Impairment of lipoylation mediated by bromooctanoate targets eukaryotic
amidotransferases
Abstract
Lipoylation is a post-translational modification in which lipoic acid is
attached to specific apoproteins of enzyme complexes, like E2 subunits
of dehydrogenases or GcvH of the glycine cleavage system. A defining
feature of organisms with a lipoyl-relay system is the presence of
amidotransferase activity, which enables the transfer of lipoyl groups
attached to intermediary proteins to the E2 subunits. In this study, we
characterized the lipoate metabolism of Capsaspora owczarzaki and
Plasmodium falciparum. Both organisms utilize amidotransferases
in their lipoylation pathways, with the filasterian enzyme playing a key
role in lipoate synthesis, while the apicomplexan counterpart,
previously considered a lipoyltransferase, is essential in its lipoate
salvage pathway.

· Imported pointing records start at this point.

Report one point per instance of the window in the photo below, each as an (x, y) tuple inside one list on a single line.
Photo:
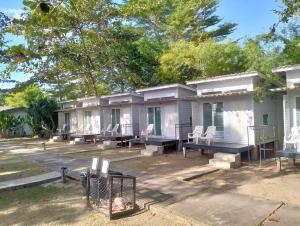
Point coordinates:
[(265, 119), (298, 110), (88, 120), (67, 122), (213, 116), (115, 118), (154, 118)]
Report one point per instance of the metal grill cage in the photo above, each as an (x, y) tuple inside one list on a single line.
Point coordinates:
[(113, 194)]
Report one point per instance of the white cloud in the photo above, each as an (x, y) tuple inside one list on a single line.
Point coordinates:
[(12, 12)]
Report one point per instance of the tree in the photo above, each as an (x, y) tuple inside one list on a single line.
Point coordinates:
[(173, 20), (72, 42), (185, 60), (9, 123), (290, 9), (24, 98), (41, 116)]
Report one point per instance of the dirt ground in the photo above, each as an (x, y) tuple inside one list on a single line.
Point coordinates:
[(262, 182), (63, 206), (17, 169), (250, 179), (110, 154), (165, 164)]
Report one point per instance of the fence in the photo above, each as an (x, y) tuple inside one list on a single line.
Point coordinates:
[(112, 194)]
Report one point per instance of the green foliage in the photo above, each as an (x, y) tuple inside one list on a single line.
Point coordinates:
[(24, 98), (40, 117), (192, 20), (94, 47), (291, 9), (185, 60)]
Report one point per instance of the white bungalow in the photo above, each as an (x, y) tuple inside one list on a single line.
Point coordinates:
[(124, 109), (67, 117), (227, 102), (24, 129), (80, 116), (291, 99), (168, 108)]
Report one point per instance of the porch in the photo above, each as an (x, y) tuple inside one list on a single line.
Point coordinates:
[(230, 148)]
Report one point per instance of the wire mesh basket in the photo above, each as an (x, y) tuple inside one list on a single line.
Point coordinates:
[(113, 194)]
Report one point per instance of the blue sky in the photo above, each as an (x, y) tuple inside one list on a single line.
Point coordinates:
[(252, 16)]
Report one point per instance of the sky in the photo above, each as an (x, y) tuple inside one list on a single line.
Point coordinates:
[(252, 16)]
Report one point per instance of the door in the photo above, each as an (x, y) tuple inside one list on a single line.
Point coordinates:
[(67, 122), (298, 111), (213, 116), (88, 121), (115, 118), (154, 117)]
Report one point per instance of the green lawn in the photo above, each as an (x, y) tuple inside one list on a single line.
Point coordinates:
[(9, 171), (63, 206)]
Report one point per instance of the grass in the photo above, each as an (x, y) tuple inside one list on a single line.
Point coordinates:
[(63, 206), (19, 169)]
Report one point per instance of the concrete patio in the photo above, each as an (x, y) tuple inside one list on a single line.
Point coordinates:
[(162, 187)]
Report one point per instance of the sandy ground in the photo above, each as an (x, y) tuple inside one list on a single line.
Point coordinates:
[(64, 206), (262, 182), (251, 179), (110, 154), (165, 164)]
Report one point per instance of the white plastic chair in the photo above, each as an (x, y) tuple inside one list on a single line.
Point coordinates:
[(148, 132), (114, 130), (196, 134), (89, 129), (293, 139), (209, 135), (108, 129)]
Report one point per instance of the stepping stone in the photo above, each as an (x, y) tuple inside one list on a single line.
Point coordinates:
[(29, 181)]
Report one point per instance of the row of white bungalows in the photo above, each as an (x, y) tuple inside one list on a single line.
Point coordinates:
[(227, 102), (125, 109), (169, 109)]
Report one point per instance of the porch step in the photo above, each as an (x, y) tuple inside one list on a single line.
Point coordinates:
[(228, 157), (152, 150), (221, 164), (77, 140), (108, 144)]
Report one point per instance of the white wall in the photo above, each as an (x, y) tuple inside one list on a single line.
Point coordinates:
[(90, 102), (125, 118), (170, 92), (169, 117), (26, 128), (292, 77), (119, 99), (238, 114), (226, 85), (185, 116), (73, 120)]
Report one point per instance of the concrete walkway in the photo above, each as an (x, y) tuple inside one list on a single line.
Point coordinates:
[(198, 205), (28, 181), (193, 203)]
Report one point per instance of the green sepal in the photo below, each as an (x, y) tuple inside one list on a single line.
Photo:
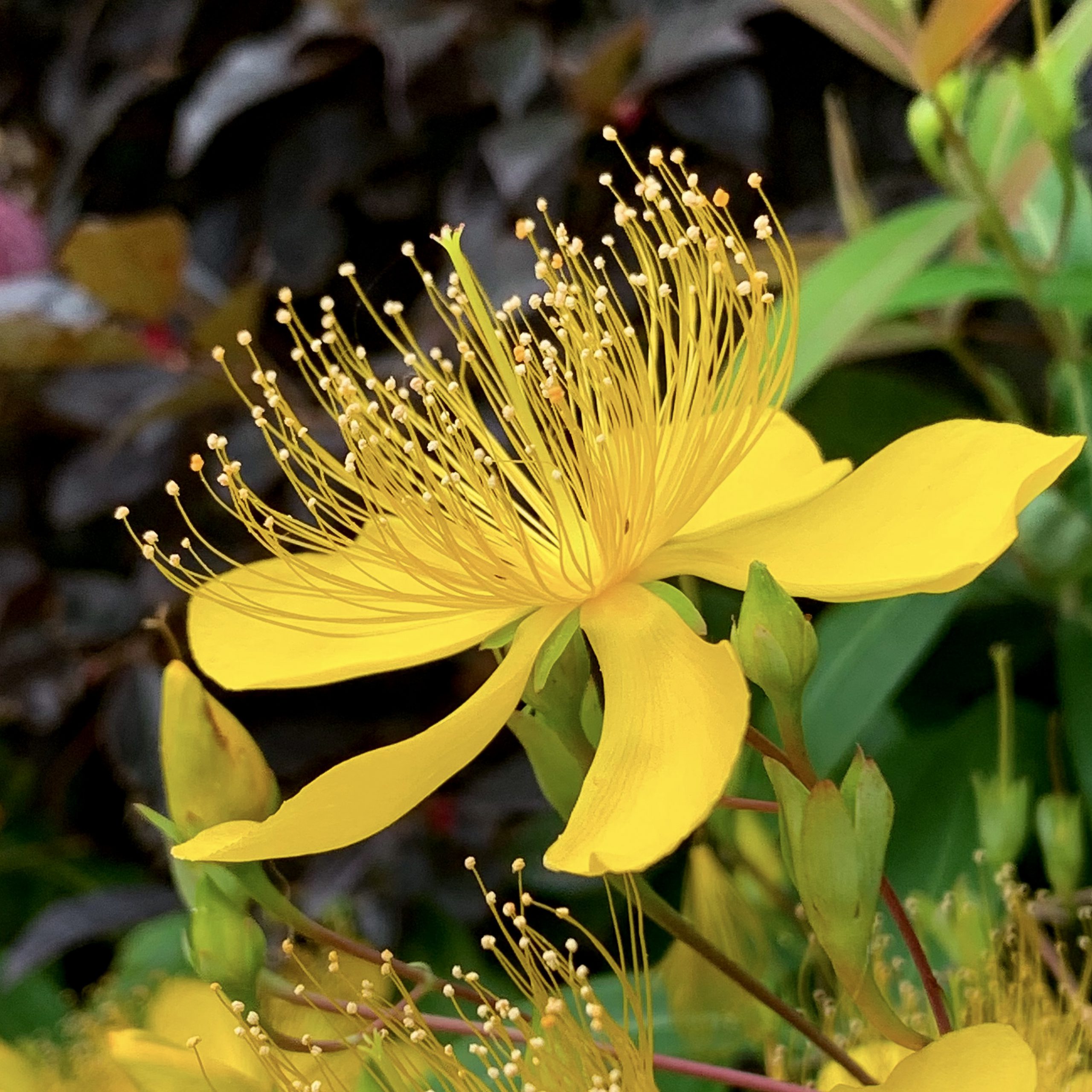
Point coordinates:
[(553, 649), (557, 770), (558, 697), (792, 798), (227, 945), (777, 645), (1002, 808), (504, 636), (1060, 822), (681, 604)]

We also discovered that specific structural features
and certain conserved domains in eukaryotic amidotransferases can
significantly influence their mechanism of action and susceptibility to
the lipoate analog bromooctanoate. Overall, this study highlights the
metabolic strategies of C. owczarzaki and emphasizes the critical
role of amidotransferases as ancestral enzymes in the evolution of
lipoate metabolism, suggesting that the lipoyl relay may represent a
universal pathway across diverse clades.